And after about 25 years of continuous hard work, suddenly, people started pointing out - to my utter bafflement - that I had, in fact, achieved my lifelong dream of being charismatic. I'm 29 now; I feel comfortable in most social situations, and it is a very rare person whom I cannot make laugh.
I am, undoubtedly, finally, charismatic.
But do you know what I found?
I found that now that I have an understanding of which social rules serve which functions -- Now that I have an understanding of just how much damage my awkwardness was doing to people, well,
I found that, actually, my awkwardness never really hurt anyone at all. People were just judgmental dicks to me about it.
Now that I have the skill-level to (most of the time) creatively vocalize what is in my head as soon as I think it and without fear, I can confirm once and for all what I had always suspected:
I was worth talking to when I was quiet.
I was worth talking to when I was awkward, and when the words in my head took time and patience to hear, and when most of my jokes didn't land. I was worth talking to the whole time.

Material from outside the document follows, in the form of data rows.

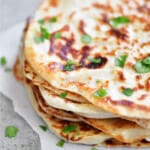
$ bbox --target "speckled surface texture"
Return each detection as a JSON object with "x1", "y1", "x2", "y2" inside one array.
[{"x1": 0, "y1": 94, "x2": 41, "y2": 150}]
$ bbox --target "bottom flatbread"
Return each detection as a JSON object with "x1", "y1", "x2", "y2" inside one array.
[{"x1": 14, "y1": 52, "x2": 150, "y2": 147}]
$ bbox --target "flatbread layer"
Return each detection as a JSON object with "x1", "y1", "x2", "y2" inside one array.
[{"x1": 24, "y1": 0, "x2": 150, "y2": 119}]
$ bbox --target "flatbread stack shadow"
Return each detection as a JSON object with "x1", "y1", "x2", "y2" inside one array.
[{"x1": 14, "y1": 0, "x2": 150, "y2": 147}]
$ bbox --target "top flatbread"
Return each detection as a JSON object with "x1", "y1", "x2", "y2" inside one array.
[{"x1": 25, "y1": 0, "x2": 150, "y2": 119}]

So I just... I hope that if you've ever wondered whether you are worth communicating with, the answer is yes. Absolutely yes. Each of us has a soul worth sharing - and if you and I were talking, I would happily wait for you to speak (or communicate in other ways) without condescending, and I would never shame you for that harmless awkwardness that so many people feel the need to violently stomp out.
You are worth talking to. You just are. And you deserve people who will speak to you with kindness, with patience, and with the basic immutable respect owed to all people.
(I talk about this with some frequency, both on tumblr and in real life. At some point, maybe I'll gather all my thoughts on the matter into one post. At some point, I wrote about my personal experience trying to build my social skill. But I felt the need to say at least a little bit tonight after seeing this other lovely post, and I'm glad I did. It will happen again.)